Starbucks also developed Coffee and Farmer Equity (CAFÉ) practices in 2004 in conjunction with the environmental charity Conservation International – an NGO. Starbucks did not stop there. It has committed to working closely with suppliers, helping them convert to sustainable practices and offering them long-term contracts as an incentive to do so. This approach helps the company meet the needs of the fair trade industry, as well as increase the quality of the product bought and resold.
Starbucks' program called “Starbucks Make Your Mark” recruits volunteers for assistance with local community and non-profit projects such as cleanup of trails and parks. This campaign has an element of cause promotion (i.e., recruiting customers in their stores to sign up for projects by visiting It also has a community volunteer component, as staff in the Starbucks’ partner stores are also encouraged to show up for the event. It is worth noting that several “chain-adverse” communities have welcomed Starbucks.
Each year, Starbucks sets high standards for attracting a diverse base of contractors and product providers. One such effort launched an innovative business partnership between Starbucks and Johnson Development Corporation called Urban Coffee Opportunities (UCO) – a 50/50 joint venture to provide employment opportunities, training, and quality products in economically disadvantaged metropolitan communities. Today they are providing more than 2,100 jobs in 102 UCO stores.

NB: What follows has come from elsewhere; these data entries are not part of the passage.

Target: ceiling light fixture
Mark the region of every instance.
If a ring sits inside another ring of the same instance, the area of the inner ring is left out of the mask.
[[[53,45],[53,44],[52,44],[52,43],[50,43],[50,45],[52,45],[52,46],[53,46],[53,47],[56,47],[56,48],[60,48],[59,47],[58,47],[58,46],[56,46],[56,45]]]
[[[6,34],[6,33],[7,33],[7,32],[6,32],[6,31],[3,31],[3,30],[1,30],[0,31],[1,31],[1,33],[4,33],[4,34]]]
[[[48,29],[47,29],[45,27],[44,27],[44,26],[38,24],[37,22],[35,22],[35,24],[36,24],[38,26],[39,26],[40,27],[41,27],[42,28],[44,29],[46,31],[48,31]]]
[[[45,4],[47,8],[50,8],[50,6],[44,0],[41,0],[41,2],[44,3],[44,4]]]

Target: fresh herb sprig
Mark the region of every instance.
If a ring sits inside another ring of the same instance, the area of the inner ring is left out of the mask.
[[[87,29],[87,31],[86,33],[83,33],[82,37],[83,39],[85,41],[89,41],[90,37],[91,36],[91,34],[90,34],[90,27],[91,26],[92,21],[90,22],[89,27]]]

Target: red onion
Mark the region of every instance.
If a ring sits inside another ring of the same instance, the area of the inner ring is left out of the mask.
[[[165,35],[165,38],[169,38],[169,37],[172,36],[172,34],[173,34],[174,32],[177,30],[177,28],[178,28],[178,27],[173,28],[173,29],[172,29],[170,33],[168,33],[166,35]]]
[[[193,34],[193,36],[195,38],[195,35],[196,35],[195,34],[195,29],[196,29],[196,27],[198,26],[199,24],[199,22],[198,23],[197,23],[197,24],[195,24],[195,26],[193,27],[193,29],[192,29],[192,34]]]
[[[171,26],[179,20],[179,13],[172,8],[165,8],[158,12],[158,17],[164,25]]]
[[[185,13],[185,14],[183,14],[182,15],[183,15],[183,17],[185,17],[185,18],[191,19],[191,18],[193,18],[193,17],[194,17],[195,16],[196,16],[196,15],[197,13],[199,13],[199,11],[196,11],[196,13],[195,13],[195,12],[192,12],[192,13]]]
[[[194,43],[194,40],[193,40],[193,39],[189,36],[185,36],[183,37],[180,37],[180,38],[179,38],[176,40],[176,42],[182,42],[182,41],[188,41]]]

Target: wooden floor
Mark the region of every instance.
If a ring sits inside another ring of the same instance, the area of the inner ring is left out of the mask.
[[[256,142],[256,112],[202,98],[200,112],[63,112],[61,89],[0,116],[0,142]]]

Annually, Starbucks management does a qualitative assessment to review the significance of its programs to Starbucks and Significance to external stakeholders – see Figure 1. In 2006, the company created a CSR Executive Committee to review programs and report to the board.
While the quantitative impact is not tracked, the sense at Starbucks is that these programs provide clear benefits. Such benefits include attracting and retaining partners, customer loyalty, lower costs, stronger supply chains, and a license to operate.
Starbucks is questioning how to best share practices with retailers around the world.
Another key consideration is whether policies will be considered given such that the company loses its discretionary power.
If you build it responsibly, they will come. Even at a huge enterprise, social responsibility can be contagious.
The respect Starbucks has for individuals that work in their stores is evident to the customer. The investment in suppliers and longer-term relationships supports the high quality coffee served. Starbucks continually receives recognition for outstanding customer satisfaction. That is the bottom line.